Le Chef de l’Etat a procédé à un remaniement ministériel, et on peut légitimement supposer que ce remaniement vise à répondre à des événements conjoncturels dont les principaux sont les suivants :
1. La SECESSION ANGLOPHONE: les Anglophones sont venus au Cameroun sous la forme de la fédération. Celle-ci a été supprimée, à tort ou à raison, peu importe, mais on ne supprime jamais une Fédération. Les Anglophones estiment qu’il faut revenir sur ce système ou du moins, un système analogue qui leur ménage le droit de s’occuper de leurs affaires quotidiennes. A cela s‘ajoute, mais de manière subsidiaire, un sentiment de marginalisation dans la représentation au sommet de l’Etat centrale.
Le Chef de l’Etat a cru devoir répondre à ces exigences en accentuant le nombre de Ministres anglophones et en leur donnant 2 Ministères de souveraineté. Il a de plus créé un Ministère de la décentralisation.
Mais la question demeure : est-ce que ces mesures sont de nature à calmer des Sécessionnistes armés, convaincus de leur bon droit et assurés d’être dans une noble opération de libération de leur territoire occupée par les « forces étrangères » ?
A maintes reprises, j’ai dit qu’une sécession se combat avec les Etats régionaux. En répondant au problème anglophone par un Ministère de la Décentralisation prétendant en plus s’occuper du développement rural, le Gouvernement pense-t-il encore maîtriser toute la situation et pouvoir gérer son temps ? Ne voit-il pas que ce terrible Mouvement, à l’instar de ses analogues, ne peut que monter en force ?
2. La CRISE ECONOMIQUE : après 20 ans d’une terrible crise déclenchée en 1987, le pays a restauré ses équilibres macroéconomiques en 2006 à la suite des sacrifices épouvantables. Une occasion en or qui a été dilapidée au travers d’une gestion sous-préfectorale et autiste, où les décrets, les prescriptions et les instructions de la hiérarchie tenaient lieu de lois économiques. La conséquence ? Un déficit courant abyssal poussant à un endettement accéléré, une trésorerie vide et un pays sous ajustement.
Comme en politique, le Cameroun demande une réforme générale de son cadre macroéconomique. D’où la question : qu’est-ce que la permutation d’ALAMINE avec MOTAZE peut apporter de significatif dans une crise aussi profonde ?

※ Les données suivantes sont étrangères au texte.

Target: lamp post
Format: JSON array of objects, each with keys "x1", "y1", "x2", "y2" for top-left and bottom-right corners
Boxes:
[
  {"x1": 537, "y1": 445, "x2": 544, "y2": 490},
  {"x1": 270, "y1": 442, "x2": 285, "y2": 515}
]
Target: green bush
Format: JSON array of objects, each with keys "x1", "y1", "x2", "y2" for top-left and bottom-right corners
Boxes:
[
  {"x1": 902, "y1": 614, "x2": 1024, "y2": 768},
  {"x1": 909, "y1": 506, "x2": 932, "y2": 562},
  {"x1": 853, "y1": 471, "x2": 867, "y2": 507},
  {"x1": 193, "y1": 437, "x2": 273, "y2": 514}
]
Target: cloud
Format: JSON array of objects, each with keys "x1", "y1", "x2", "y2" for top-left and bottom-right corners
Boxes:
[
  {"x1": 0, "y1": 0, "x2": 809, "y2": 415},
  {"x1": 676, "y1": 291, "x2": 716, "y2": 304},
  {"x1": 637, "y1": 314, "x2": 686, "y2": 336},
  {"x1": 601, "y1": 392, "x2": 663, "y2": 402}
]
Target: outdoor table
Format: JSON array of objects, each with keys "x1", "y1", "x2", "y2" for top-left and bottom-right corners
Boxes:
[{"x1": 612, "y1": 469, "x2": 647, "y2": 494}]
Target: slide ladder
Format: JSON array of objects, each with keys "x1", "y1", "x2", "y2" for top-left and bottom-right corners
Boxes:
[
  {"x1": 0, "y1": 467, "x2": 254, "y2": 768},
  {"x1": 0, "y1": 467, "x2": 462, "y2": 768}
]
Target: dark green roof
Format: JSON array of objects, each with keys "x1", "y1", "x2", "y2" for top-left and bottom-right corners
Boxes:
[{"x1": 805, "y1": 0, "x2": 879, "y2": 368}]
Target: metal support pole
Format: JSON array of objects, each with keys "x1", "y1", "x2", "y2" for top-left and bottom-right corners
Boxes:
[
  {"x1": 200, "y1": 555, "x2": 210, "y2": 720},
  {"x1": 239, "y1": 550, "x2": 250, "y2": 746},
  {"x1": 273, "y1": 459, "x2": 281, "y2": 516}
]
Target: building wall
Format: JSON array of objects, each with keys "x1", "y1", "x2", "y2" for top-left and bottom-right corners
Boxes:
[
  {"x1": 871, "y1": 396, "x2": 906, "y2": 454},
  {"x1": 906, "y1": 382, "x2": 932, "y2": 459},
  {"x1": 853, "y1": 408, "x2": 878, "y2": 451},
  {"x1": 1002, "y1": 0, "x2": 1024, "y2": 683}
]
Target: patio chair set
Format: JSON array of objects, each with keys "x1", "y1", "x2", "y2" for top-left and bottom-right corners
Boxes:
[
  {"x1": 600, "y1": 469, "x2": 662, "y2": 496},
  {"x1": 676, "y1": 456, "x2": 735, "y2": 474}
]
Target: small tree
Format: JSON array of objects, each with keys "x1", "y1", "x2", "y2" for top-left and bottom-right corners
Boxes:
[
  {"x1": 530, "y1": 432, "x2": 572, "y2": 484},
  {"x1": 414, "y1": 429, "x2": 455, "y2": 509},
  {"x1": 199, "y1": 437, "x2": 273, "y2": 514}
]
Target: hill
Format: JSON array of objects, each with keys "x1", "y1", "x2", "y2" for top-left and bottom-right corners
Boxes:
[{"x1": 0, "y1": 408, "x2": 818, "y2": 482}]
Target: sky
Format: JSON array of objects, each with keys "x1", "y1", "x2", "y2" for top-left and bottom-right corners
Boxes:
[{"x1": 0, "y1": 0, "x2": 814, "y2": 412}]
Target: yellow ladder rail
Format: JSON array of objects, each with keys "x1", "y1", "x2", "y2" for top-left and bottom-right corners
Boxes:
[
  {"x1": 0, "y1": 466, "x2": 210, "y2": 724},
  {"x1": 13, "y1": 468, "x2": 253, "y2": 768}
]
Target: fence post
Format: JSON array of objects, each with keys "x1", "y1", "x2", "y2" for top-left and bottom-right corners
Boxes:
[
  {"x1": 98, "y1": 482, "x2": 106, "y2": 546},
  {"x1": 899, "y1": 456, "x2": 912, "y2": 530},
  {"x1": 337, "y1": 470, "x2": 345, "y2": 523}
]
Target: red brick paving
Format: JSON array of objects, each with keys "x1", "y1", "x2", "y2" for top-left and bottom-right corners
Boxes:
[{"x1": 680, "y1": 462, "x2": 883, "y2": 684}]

3. Des ENGAGEMENTS INSTANTS : le Cameroun s’est embourbé de manière désordonnée dans des engagements qu’il est radicalement incapable d’assumer. Et sitôt que les salaires sont payés et les montants pour soutenir les guerres multiples décaissés, il n’y a plus rien dans le Trésor. Le pays n’est même plus capable de répondre aux exigences les plus élémentaires comme la prise en charge des enseignants recrutés il y a plus de 5 ans.
Pendant ce temps, des échéances importantes menacent, comme la CAN qui frappe à la porte, avec le risque d’une humiliante expatriation, les multiples élections, sans compter ces s investissements engagés sans cohérence, comme des gens qui n’ont pas la tête, et dont aucun n’est entièrement réalisés.
De quelque manière que j’examine le problème, je n’arrive pas à voir dans ce remaniement la moindre réponse à ces 3 terribles préoccupations.
L’avenir du Cameroun s’annonce sombre, très sombre.